With regard to war, the New Testament does not order newly baptized soldiers to get out of the military. Instead, John the Baptist told them not to abuse their power and to be content with their pay (Luke 3:14). Soldiers are needed because, as Paul pointed out in Romans 13, governments have a God-given responsibility to use “the sword” to protect their people from harm. In fact, Paul himself accepted military protection when he was in danger (Acts 22:25f), and Jesus affirmed the right of governments to impose capital punishment, saying that such a right was given by God (Jn. 19:11).

Second, “love your enemies” cannot mean that all use of force is prohibited because such an interpretation would contradict the passages just cited and result in absurd conclusions. It would be absurd to say that “love your enemies” means “allow them to kill your family.” How would that be loving to your family?

It would be absurd to say that “love your enemies” prohibits all wars. What about the war against Hitler? Not justified? Please. How would that be loving to the Jews or the countries overrun? (Notice that even my driver friend isn’t against all wars. He thinks that the war in Afghanistan is justified. But if “love your enemies” meant you could never use force, then how can Afghanistan be justified?)

With such an absurd interpretation, we couldn’t even have police protection, a court system, or prisons.
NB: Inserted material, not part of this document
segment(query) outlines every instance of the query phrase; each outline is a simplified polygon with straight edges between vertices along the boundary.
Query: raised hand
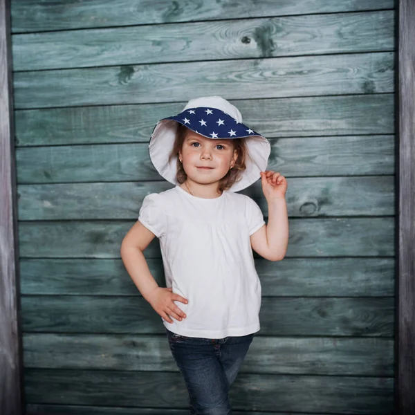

Why believe that police can use force but not Armies? There’s not much of a difference. Police use force to protect people from enemies inside a country. Armies use force to protect people from enemies outside a country.

Without the proper use of force, we’d have anarchy, and innocent people would be hurt or killed. That’s why complete pacifism is not only unbiblical, it is a dereliction of duty. Individuals have a responsibility to protect themselves and their families from harm, and governments have a similar responsibility to protect their citizens.

Christians can and should, of course, oppose specific wars that don’t meet what theologians call “just-war theory.” As I mentioned in my last column, I believe the Iraq war is just. But I didn’t get enough time with my driver friend to hear his complete case against the Iraq war. Maybe he knows something I don’t, but it didn’t seem so.

One thing is for certain: Christians contradict scripture and common sense when they say no war or use of force can ever be justified. As terrible as it is, War is sometimes the least bad choice available. In other words, it’s not that Christians are for war; it’s that we’re against the alternative—the oppression and death of the innocent. And in a fallen world like this, sometimes the use of force is necessary to protect the innocent. Without it, we wouldn’t even be able to love our friends.